L’opinion publique, bien que de façon parcellaire, se sent de plus en plus concernée et se mobilise autour des sujets sanitaires. Cette prise de conscience amène les populations à chercher plus loin pour trouver une solution et aboutira forcément à une remise en cause du système capitaliste lui même. Pour éviter d’en arriver là, les classes dirigeantes, à travers leurs serviles administrateurs, tentent de donner de l’espoir en essayant d’entrer en résonance avec les initiatives qui naissent un peu partout ; surtout si l’orientation de celles-ci est d’en appeler aux États et aux firmes pour trouver une solution. Le cas du tribunal Monsanto en est un exemple récent. C’est d’ailleurs ici que le concept d’écocide tente de prendre racine ; à côté de celui de la violation des droits humains fondamentaux. Mais comme c’est souvent le cas, en droit international, les décisions de ce tribunal ne sont pas contraignantes et, de fait, en appellent au pouvoir des États pour qu’elles soient suivies d’effets. Par ailleurs, nous pouvons, également, noter que le courant moraliste qui souffle depuis quelques années tend à créer la réceptivité nécessaire à intégrer un discours conformiste.

« L’assemblée des peuples », qui s’est tenue en parallèle de ce tribunal, a déclaré vouloir mettre en place des stratégies contre les problèmes causés par l’agriculture industrielle afin de travailler pour un développement vraiment durable. Même, le très capitaliste Nicolas Hulot a encouragé l’initiative. Ce vertueux soutien en dit long quant à la complaisance de la démarche vis-à-vis du capitalisme. L’un des objectifs déclarés du tribunal est de mettre à la disposition des populations des moyens légaux et conformes pour poursuivre les multinationales présumées coupables, selon elles, d’écocide.

Créer le crime - avec ses sanctions - dans le droit servira à sauver la face et à moraliser le capitalisme. La démarche, qui serait d’inciter les États, dans leur ensemble, à imposer des législations contraignantes, se calque sur celle de l’État de droit, lequel serait hautement moral car subordonnant la puissance publique à des règles juridiques. Nous savons, aujourd’hui, ce qu’il en est en matière d’État de droit puisqu’il se confond désormais avec l’état d’urgence permanent. Il est clair, et nous l’écrivons régulièrement dans nos articles, que les États sont, depuis toujours, à la botte du patronat et de ses intérêts – que celui-ci apparaisse, aujourd’hui, sous les noms de multinationales ou d’entreprises, cela n’y change rien.

Nous sommes bien conscients que malgré la bienveillance apparente de la démarche, celle-ci est, par nature, trompeuse. En effet, la légalité est seulement un leurre qui aidera les multinationales incriminées à s’adapter à de nouvelles règles pour mieux survivre en tant que telles ; et se consolider, au besoin, à coups de généreuses subventions de "bon" argent public.
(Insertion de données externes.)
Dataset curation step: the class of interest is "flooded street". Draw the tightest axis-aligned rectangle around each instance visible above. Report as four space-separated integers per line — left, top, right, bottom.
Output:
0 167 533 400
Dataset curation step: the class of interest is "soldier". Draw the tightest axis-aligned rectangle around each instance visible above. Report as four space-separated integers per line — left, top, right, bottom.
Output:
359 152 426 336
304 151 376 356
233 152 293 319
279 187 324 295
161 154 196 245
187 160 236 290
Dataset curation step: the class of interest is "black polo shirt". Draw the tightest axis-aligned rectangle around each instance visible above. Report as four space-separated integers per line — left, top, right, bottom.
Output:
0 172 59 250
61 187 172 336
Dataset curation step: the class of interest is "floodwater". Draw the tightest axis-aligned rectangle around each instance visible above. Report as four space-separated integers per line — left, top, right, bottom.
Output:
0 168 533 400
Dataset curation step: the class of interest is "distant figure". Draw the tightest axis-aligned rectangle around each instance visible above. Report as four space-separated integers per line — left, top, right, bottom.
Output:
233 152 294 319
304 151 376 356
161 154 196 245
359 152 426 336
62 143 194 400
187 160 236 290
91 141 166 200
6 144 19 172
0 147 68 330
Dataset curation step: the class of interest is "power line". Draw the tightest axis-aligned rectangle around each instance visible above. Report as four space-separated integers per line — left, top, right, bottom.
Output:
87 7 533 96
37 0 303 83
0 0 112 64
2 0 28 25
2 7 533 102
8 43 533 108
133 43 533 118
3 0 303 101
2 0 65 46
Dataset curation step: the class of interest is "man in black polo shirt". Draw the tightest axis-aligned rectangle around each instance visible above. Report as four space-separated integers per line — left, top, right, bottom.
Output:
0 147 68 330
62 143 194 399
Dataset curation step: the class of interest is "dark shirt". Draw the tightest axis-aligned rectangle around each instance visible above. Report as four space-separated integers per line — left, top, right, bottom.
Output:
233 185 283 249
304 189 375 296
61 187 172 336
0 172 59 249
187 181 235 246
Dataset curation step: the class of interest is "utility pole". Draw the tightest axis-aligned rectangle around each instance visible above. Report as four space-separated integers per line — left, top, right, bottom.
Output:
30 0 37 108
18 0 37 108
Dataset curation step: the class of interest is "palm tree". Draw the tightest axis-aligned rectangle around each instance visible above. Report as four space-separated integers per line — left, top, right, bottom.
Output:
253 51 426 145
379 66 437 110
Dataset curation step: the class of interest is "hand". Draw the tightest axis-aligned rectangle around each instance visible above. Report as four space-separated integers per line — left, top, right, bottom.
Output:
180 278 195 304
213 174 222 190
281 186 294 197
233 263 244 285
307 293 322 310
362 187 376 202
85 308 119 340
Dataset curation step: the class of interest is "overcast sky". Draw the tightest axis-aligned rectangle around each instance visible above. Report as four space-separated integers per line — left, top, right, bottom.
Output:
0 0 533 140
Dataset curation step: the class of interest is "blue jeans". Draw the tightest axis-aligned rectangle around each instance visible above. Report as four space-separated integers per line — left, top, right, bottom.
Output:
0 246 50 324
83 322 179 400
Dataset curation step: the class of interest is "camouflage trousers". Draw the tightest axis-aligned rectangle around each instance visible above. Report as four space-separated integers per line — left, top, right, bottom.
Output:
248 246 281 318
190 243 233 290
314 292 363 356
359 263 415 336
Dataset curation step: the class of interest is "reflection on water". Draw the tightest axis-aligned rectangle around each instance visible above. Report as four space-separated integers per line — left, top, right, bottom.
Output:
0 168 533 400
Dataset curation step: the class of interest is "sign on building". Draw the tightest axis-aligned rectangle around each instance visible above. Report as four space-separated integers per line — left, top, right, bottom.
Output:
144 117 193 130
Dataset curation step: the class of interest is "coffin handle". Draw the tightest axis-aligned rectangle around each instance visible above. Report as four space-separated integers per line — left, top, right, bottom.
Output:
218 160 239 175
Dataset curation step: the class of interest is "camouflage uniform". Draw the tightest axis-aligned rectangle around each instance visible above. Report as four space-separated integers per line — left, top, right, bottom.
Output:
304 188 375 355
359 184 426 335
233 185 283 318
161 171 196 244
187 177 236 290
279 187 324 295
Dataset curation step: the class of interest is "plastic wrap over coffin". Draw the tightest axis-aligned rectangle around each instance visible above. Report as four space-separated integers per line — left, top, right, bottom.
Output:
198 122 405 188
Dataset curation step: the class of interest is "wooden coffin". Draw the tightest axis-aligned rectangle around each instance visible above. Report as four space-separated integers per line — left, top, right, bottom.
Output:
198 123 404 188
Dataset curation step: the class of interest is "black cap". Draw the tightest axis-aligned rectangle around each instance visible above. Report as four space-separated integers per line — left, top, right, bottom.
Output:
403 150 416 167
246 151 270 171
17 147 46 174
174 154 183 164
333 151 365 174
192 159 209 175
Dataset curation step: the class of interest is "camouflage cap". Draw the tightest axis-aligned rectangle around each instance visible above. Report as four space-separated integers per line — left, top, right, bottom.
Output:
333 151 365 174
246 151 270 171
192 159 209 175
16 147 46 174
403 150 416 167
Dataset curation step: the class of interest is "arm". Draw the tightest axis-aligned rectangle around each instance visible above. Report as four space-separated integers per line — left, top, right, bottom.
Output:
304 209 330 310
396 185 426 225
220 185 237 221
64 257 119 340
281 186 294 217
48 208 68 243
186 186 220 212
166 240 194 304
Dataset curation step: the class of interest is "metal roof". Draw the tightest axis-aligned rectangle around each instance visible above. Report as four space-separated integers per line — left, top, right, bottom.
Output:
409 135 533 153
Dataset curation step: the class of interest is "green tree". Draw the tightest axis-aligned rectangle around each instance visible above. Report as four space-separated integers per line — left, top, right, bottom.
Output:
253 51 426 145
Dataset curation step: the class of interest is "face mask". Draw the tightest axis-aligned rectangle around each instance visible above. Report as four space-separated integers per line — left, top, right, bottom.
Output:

Nous ne doutons pas que le prix à payer pour la mise en conformité du capitalisme avec de nouveaux standards se traduira par la création de nouveaux marchés qui généreront, en plus de l’aggravation de la plupart de ceux qui existent déjà, d’autres problèmes. Créer le crime dans le droit est simplement l’aveu que le crime continuera d’exister mais que, à l’avenir, la morale légale veillera à punir les méchants. Le capitalisme crée les conditions qui rendent le crime possible et seule une révolution sociale est à même de créer les conditions permettant de régler les problèmes que crée le capitalisme ; et pas seulement en matière sanitaire et environnementale. Une révolution sociale est un devoir pour l’Humanité ;tous les États la craignent car elle signerait leur disparition ; mais c’est, pourtant là, et uniquement là, que réside la solution. Face aux coûts exorbitants, humains mais surtout financiers, qui se profilent à l’horizon, les dirigeants et leurs sbires prennent conscience que cela risque de les mettre dans une impasse dont ils soupçonnent qu’elle pourrait bien leur être fatale. Ils sont donc condamnés à (ré)agir pour sauver leurs privilèges. Les initiatives, telle que celle du tribunal Monsanto, devraient donc forcément finir par les séduire puisqu’elles leur permettront de consolider et de recycler leur pouvoir. Du moins, ainsi l’espèrent-ils.